The Confederate: The workman has nothing to lose.

M. Faubert: Disabuse yourself of that idea. It is he who has most to lose. The bloated multimillionaire will invest his capital abroad if it be threatened, and he will transport himself abroad too, if he feel his person to be unsafe. He will no longer be interested in French industries and will spend less money in France. As Cobden says, wages rise when two employers are running after one workman, and fall when two workmen are running after one employer. Your policy, the object of which is to frighten capital, produces a certain result—that of making it take flight. If it does so, it will not transform itself into wages, and a strike with violence will produce a certain result—a strike of employers. It will transform artificial unemployed into actual ones.

The Confederate: So much the better. That will be the beginning of the general winding up.

M. Faubert: And then we have gone bankrupt.

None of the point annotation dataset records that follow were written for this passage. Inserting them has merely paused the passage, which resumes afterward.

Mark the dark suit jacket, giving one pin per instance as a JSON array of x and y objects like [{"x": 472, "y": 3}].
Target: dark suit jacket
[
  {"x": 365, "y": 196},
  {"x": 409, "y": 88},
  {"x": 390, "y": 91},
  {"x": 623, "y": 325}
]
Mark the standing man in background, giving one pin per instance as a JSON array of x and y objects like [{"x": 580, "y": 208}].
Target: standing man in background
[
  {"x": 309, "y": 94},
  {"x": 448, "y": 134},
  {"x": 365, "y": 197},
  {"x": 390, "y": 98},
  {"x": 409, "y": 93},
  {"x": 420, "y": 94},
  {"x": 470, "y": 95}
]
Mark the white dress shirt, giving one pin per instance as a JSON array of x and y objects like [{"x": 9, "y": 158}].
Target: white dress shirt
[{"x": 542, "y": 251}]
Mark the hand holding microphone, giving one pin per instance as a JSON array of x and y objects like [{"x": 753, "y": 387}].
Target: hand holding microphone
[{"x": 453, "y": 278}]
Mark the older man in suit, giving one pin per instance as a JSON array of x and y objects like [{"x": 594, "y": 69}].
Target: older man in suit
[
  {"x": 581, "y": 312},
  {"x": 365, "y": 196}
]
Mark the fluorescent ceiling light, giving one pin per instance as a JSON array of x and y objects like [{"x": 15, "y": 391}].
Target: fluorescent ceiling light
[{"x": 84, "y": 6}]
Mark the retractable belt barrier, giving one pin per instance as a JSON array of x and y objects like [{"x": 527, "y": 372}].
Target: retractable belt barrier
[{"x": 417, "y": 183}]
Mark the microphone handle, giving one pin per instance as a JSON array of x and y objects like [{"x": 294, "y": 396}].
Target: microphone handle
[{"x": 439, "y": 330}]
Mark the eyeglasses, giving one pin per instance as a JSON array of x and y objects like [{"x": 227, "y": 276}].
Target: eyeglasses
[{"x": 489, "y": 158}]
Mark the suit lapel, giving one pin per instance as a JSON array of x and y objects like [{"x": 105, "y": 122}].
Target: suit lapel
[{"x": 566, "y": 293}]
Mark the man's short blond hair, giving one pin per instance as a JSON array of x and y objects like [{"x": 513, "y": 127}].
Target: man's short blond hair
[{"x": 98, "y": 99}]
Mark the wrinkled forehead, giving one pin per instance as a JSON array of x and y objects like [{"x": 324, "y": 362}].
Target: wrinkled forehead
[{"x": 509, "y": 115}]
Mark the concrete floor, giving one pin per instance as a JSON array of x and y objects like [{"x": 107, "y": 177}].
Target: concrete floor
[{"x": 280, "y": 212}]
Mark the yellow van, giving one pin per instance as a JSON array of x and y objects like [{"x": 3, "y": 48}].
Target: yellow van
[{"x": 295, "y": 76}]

Is that then your ideal?

The Confederate: Yes, the bankruptcy of capitalist society!

M. Faubert: Well, but explain for us the constitution of your collectivist society.

The Confederate: You want to know too much. But when I asked you whether you had read “l'Humanité” I did so with reference to an observation of M. Marcel Sembat to the effect that poor Yves Guyot had for a long time been denouncing the Socialist tyranny, but he was hardly listened to.

M. Faubert: Very well, then; but it seems to me that he was quite right and that the others were wrong in not listening. Those who profit by the Socialist tyranny act like all tyrants; they abuse their power and act in such a way that people begin to listen to the man who denounced it at the time when people like M. Goblet placed themselves at the head of the Socialist Union. It is one of the results of the threats and the violence of your friends.